Tratamientos auxiliares de estética

Si hablamos de estética dental, lo más habitual en la gran mayoría de los casos es el pensar en tratamientos como las carillas o el blanqueamiento dental. Y es que efectivamente son la ‘línea de frente’ de esta especialidad, siendo los tratamientos más solicitados y realizados en las clínicas dentales de todo el mundo, por efectividad, tasa de éxito y resultados.

Sin embargo, no son los únicos tratamientos estéticos que podemos realizar para mejorar tu sonrisa, ya que hay otros cuantos que la gran mayoría de pacientes desconoce hasta que se los planteamos en consulta y que pueden llegar a interesarte a ti, que lees estas líneas.

Estos son los más habituales y los que suelo realizar día a día en Vélez y Lozano:

Cierre de troneras

En ocasiones las papilas gingivales, esos pequeños triángulos de encía que se ven entre diente y diente, pueden perderse. Ya sea debido al avance de enfermedades como la periodontitis o simplemente tras un tratamiento de ortodoncia. Así, se generan unos espacios negros entre dichos dientes que envejecen la sonrisa y dan un aspecto externo de ‘dientes largos’ o afilados.

Sin embargo, estos espacios negros se pueden cerrar con facilidad en una sola cita en el gabinete, mediante una técnica de empaste u obturación que denominamos ‘cierre de troneras’ y que básicamente consiste en usar el composite (el mismo material que usamos para los empastes) para dar una nueva forma al diente que cierre estos espacios.

Un tratamiento rápido pero que genera mucha satisfacción en los pacientes debido a lo mucho que puede llegar a cambiar una sonrisa.

Blanqueamiento interno

Un diente endodonciado corre el riesgo de acabar oscureciéndose a causa de la pérdida de vitalidad que supone la eliminación del nervio o pulpa del diente. Cuando esto sucede en dientes que enseñamos al sonreír, o dientes anteriores, el paciente lo más normal es que piense en usar una funda. Y efectivamente en muchas ocasiones se indica una corona para este tipo de dientes, sin embargo en otras tantas un blanqueamiento interno conseguirá la misma función pero sin necesidad de alterar el diente propio cubriéndolo con ningún tipo de funda.

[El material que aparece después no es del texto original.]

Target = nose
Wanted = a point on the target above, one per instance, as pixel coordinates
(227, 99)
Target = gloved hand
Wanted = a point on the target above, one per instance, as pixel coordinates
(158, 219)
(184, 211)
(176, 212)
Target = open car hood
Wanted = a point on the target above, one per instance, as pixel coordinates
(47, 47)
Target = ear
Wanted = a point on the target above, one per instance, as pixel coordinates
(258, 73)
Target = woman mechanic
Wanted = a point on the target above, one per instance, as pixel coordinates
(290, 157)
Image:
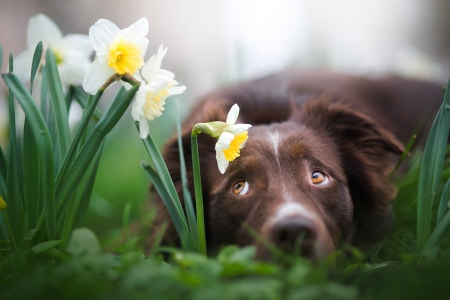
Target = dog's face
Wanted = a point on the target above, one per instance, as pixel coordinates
(307, 178)
(287, 185)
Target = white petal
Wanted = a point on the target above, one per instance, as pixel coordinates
(42, 28)
(136, 108)
(76, 44)
(143, 128)
(224, 141)
(176, 90)
(233, 115)
(102, 32)
(135, 31)
(96, 76)
(240, 128)
(222, 162)
(153, 64)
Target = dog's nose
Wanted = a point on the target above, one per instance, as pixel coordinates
(296, 235)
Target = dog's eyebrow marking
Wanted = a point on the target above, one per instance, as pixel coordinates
(291, 209)
(275, 139)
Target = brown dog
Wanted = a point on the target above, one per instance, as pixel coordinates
(316, 163)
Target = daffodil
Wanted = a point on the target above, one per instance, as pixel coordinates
(158, 84)
(72, 52)
(2, 204)
(231, 137)
(117, 51)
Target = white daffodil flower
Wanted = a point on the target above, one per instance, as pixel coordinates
(117, 51)
(231, 140)
(72, 52)
(158, 84)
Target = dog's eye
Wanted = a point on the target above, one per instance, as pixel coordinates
(319, 178)
(240, 188)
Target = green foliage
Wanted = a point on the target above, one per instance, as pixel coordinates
(47, 180)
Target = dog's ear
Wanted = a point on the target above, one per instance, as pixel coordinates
(368, 154)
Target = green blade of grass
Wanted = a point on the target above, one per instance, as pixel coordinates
(445, 197)
(68, 159)
(30, 176)
(30, 157)
(43, 144)
(192, 220)
(68, 99)
(58, 104)
(126, 221)
(44, 96)
(431, 169)
(441, 229)
(198, 194)
(84, 103)
(180, 226)
(166, 180)
(87, 192)
(15, 210)
(77, 170)
(3, 174)
(35, 64)
(404, 155)
(1, 57)
(157, 240)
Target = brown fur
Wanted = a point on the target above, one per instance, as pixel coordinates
(344, 126)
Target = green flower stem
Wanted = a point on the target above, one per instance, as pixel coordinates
(189, 207)
(9, 229)
(198, 193)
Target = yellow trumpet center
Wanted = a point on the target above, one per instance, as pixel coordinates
(125, 57)
(235, 146)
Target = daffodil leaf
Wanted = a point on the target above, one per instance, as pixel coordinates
(1, 57)
(31, 185)
(35, 64)
(445, 197)
(44, 146)
(68, 98)
(198, 195)
(175, 214)
(3, 174)
(58, 104)
(69, 183)
(87, 192)
(190, 212)
(14, 200)
(44, 96)
(431, 169)
(45, 246)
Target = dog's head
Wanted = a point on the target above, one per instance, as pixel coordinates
(312, 173)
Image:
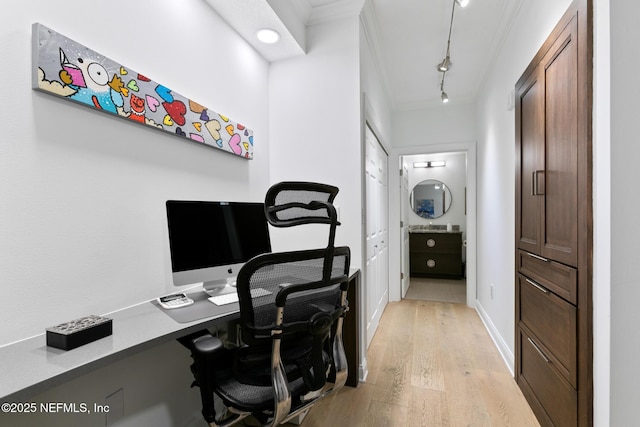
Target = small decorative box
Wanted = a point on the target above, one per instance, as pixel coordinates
(72, 334)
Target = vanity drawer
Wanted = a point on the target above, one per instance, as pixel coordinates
(552, 321)
(552, 398)
(558, 278)
(436, 264)
(435, 242)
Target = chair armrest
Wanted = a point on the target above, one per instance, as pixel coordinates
(205, 349)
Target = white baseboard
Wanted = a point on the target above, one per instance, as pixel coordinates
(500, 343)
(363, 370)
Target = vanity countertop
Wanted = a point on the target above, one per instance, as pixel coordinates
(426, 230)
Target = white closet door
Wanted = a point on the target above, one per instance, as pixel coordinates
(404, 229)
(377, 232)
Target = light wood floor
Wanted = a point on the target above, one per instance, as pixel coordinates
(430, 364)
(443, 290)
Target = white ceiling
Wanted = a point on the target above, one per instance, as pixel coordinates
(408, 38)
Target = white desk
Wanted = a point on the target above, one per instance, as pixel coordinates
(29, 367)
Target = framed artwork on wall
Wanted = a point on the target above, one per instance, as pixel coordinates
(67, 69)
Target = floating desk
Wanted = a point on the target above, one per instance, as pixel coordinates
(29, 367)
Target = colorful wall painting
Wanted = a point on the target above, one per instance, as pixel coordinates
(70, 70)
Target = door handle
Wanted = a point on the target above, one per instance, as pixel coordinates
(544, 357)
(535, 191)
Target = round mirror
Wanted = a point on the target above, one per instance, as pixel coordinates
(430, 199)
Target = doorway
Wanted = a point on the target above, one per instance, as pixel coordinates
(399, 220)
(433, 204)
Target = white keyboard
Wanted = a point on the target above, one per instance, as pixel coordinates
(232, 297)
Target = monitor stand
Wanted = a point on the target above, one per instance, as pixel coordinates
(219, 287)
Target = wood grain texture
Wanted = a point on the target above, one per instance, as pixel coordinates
(430, 364)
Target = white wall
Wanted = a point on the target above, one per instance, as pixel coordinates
(496, 163)
(441, 124)
(625, 292)
(82, 222)
(315, 127)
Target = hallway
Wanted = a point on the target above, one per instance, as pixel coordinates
(437, 290)
(430, 364)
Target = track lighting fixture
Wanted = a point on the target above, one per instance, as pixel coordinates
(445, 65)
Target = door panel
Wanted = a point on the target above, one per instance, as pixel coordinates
(560, 227)
(532, 163)
(377, 230)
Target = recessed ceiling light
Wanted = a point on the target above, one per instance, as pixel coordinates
(268, 35)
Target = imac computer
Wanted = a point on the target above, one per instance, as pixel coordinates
(210, 241)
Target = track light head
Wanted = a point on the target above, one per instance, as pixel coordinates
(445, 65)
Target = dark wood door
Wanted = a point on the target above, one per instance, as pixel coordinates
(530, 161)
(547, 179)
(560, 181)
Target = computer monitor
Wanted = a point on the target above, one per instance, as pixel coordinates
(210, 241)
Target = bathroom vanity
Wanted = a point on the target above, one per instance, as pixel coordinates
(436, 253)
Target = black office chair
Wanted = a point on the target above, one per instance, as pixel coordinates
(292, 306)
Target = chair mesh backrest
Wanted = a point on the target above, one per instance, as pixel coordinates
(295, 203)
(274, 272)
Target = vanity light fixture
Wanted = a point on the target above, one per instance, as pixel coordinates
(268, 35)
(430, 164)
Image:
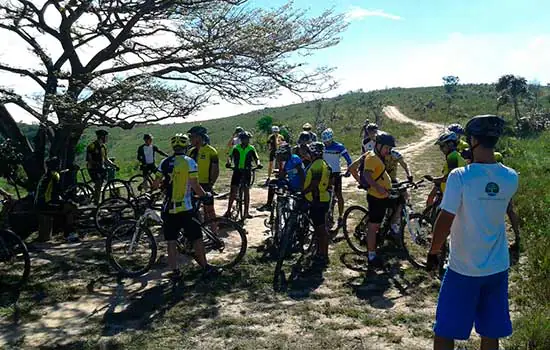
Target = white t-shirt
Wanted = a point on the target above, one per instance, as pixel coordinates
(478, 196)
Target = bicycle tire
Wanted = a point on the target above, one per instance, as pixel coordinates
(223, 224)
(111, 212)
(355, 228)
(116, 189)
(11, 245)
(126, 230)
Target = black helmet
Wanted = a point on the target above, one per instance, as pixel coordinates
(372, 127)
(52, 163)
(317, 149)
(198, 130)
(383, 138)
(101, 133)
(305, 137)
(485, 125)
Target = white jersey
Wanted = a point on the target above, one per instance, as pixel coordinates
(478, 196)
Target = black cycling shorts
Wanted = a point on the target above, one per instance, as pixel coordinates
(239, 174)
(186, 221)
(377, 208)
(318, 213)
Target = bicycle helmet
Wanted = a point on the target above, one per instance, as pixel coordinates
(179, 140)
(447, 136)
(327, 135)
(305, 137)
(383, 138)
(456, 128)
(317, 149)
(485, 125)
(198, 130)
(372, 127)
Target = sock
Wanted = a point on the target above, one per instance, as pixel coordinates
(372, 255)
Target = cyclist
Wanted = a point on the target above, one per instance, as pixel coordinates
(97, 161)
(307, 128)
(475, 286)
(146, 156)
(447, 142)
(374, 176)
(179, 175)
(292, 173)
(48, 201)
(459, 131)
(273, 142)
(208, 165)
(316, 191)
(370, 137)
(243, 156)
(332, 154)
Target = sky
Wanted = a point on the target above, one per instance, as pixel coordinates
(404, 43)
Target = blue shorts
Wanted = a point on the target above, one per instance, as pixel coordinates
(465, 301)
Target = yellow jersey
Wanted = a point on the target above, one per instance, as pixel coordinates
(375, 166)
(318, 170)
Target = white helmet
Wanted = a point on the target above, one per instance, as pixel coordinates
(327, 135)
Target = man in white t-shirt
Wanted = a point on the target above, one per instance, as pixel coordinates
(475, 287)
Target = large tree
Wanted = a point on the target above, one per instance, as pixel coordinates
(125, 62)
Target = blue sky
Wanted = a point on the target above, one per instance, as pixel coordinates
(411, 43)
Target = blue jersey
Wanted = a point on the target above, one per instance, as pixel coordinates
(292, 172)
(332, 155)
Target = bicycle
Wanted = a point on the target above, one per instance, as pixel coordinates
(413, 236)
(224, 240)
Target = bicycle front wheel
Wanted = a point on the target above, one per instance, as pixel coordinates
(225, 242)
(131, 249)
(355, 228)
(15, 262)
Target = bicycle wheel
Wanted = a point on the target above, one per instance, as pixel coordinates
(111, 212)
(225, 242)
(80, 193)
(15, 263)
(417, 239)
(131, 250)
(139, 185)
(355, 228)
(116, 189)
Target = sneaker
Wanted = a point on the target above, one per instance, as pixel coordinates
(265, 207)
(72, 238)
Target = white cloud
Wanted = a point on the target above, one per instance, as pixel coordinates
(356, 13)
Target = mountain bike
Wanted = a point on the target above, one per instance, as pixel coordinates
(132, 249)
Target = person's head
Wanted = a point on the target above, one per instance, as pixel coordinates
(384, 143)
(327, 136)
(456, 128)
(284, 152)
(102, 135)
(304, 138)
(483, 131)
(148, 139)
(179, 143)
(372, 129)
(52, 164)
(316, 150)
(447, 142)
(245, 138)
(198, 135)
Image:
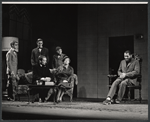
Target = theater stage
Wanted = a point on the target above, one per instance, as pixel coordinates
(77, 110)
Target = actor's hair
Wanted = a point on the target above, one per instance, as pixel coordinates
(65, 57)
(13, 42)
(39, 39)
(40, 58)
(128, 51)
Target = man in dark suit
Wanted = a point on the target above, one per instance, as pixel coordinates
(39, 50)
(128, 71)
(11, 71)
(41, 74)
(57, 58)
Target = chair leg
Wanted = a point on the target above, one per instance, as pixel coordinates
(71, 98)
(129, 95)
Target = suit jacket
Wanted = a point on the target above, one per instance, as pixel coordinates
(11, 61)
(40, 71)
(35, 54)
(57, 61)
(132, 70)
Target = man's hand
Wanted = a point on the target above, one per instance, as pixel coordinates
(123, 75)
(42, 79)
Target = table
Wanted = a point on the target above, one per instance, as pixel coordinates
(33, 91)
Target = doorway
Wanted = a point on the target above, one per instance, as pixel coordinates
(117, 47)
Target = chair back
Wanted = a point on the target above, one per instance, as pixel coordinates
(21, 72)
(138, 58)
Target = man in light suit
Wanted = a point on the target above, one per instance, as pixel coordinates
(39, 50)
(11, 71)
(128, 71)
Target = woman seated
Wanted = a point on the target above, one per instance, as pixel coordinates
(64, 77)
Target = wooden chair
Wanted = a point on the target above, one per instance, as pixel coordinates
(138, 86)
(22, 88)
(69, 91)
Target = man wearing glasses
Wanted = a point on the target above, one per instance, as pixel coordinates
(128, 70)
(39, 50)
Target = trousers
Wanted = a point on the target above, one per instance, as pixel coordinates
(122, 83)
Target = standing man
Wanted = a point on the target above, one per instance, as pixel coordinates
(11, 71)
(41, 74)
(57, 58)
(39, 50)
(128, 71)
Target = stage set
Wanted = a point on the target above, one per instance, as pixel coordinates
(95, 37)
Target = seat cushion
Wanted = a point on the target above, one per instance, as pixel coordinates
(22, 89)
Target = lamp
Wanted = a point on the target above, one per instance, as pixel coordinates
(6, 42)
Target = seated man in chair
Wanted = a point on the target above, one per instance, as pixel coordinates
(128, 71)
(65, 79)
(41, 74)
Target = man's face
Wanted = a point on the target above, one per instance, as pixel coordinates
(40, 44)
(59, 51)
(44, 61)
(66, 61)
(127, 57)
(15, 46)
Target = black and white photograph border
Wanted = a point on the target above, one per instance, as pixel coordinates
(95, 36)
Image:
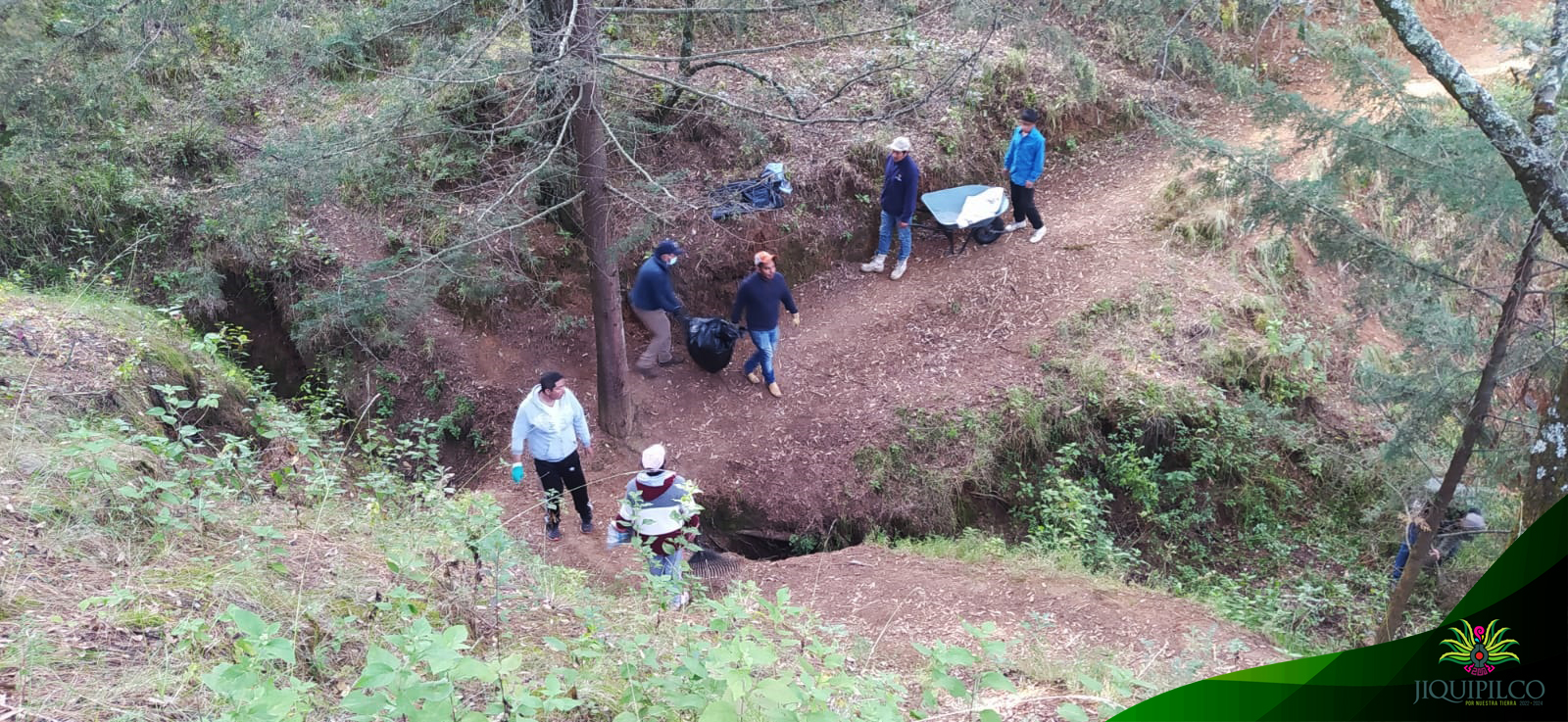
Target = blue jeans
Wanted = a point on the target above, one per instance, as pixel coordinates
(767, 342)
(668, 565)
(885, 237)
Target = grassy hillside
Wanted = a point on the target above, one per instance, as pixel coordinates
(180, 546)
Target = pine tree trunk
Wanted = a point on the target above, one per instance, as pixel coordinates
(604, 277)
(1474, 423)
(1548, 457)
(551, 89)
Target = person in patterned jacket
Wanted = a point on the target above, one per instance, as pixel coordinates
(662, 512)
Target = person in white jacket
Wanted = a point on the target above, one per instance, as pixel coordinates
(662, 512)
(553, 423)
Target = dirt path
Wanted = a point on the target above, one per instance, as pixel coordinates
(956, 332)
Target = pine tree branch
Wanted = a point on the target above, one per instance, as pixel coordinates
(1533, 167)
(1549, 73)
(1172, 33)
(857, 78)
(770, 49)
(749, 71)
(561, 143)
(911, 107)
(1474, 423)
(639, 167)
(624, 10)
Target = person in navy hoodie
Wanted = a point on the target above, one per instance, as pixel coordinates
(1024, 162)
(901, 183)
(653, 295)
(760, 298)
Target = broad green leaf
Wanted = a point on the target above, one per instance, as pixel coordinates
(276, 649)
(248, 624)
(778, 693)
(956, 656)
(720, 711)
(366, 703)
(1071, 713)
(472, 669)
(951, 685)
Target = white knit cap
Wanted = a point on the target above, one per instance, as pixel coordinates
(655, 457)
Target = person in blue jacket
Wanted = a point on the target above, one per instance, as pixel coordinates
(760, 298)
(653, 295)
(1024, 162)
(901, 185)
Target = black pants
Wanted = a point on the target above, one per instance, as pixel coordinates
(1024, 206)
(562, 476)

Para realizar un blanqueamiento interno, es preciso aplicar un agente químico en el interior de la pieza dental a blanquear, normalmente peróxido de hidrógeno (como en los blanqueamientos ‘corrientes’). Este producto debe aplicarse una media de 3-4 veces en diferentes citas para que alcance la efectividad deseada. Así, poco a poco, cita a cita, se irá aclarando el color del diente hasta conseguir el tono original.

Contouring incisal

A menudo acuden a consulta pacientes que se notan problemas de simetría entre dientes consecutivos, es decir que los bordes de sus dientes no siguen la misma línea. En los casos más graves (o si hay más factores en juego), el tratamiento a elegir para solucionar este problema son las carillas, pero a veces la diferencia es leve y con un counturing incisal se puede resolver.

El counturing incisal (o contorneado dental) consiste en, básicamente, usar un disco de pulido para igualar y regularizar cada borde hasta conseguir la simetría deseada. Al contrario de lo que la gran mayoría de pacientes cree, este proceso no necesita anestesia y es completamente indoloro. Tampoco genera sensibilidad, ya que la cantidad de esmalte que se ‘pule’ es mínima.

Gingivectomía

Aunque lo más habitual es que asocies este tratamiento a la periodontitis, en ocasiones estas intervenciones pueden realizarse por motivos estéticos. El más claro ejemplo es el de un paciente que, en línea con el que precisa counturing incisal porque sus dientes son asimétricos, tiene los márgenes gingivales a diferente altura unos de otros, lo que provoca que los dientes se vean a su vez más pequeños que los correspondientes del lado contrario. Por ello, a veces, el problema se puede solucionar realizando una pequeña gingivectomía en la que, bisturí eléctrico mediante, se consiguen alinear los márgenes gingivales del paciente, devolviendo así la simetría a sus dientes y recuperando la armonía de su sonrisa.

Es un procedimiento que, al contrario de su homólogo dental (el contorneado), sí precisa anestesia local.

Como habéis podido observar, la estética dental es un mundo muy amplio, con una gran variedad de opciones de tratamiento que tienen una meta en común: que vuelvas a sonreír. Conocer cada una de ellas te ayudará a comprender que cualquier problema tiene solución, y muchas veces más sencilla de lo que parece.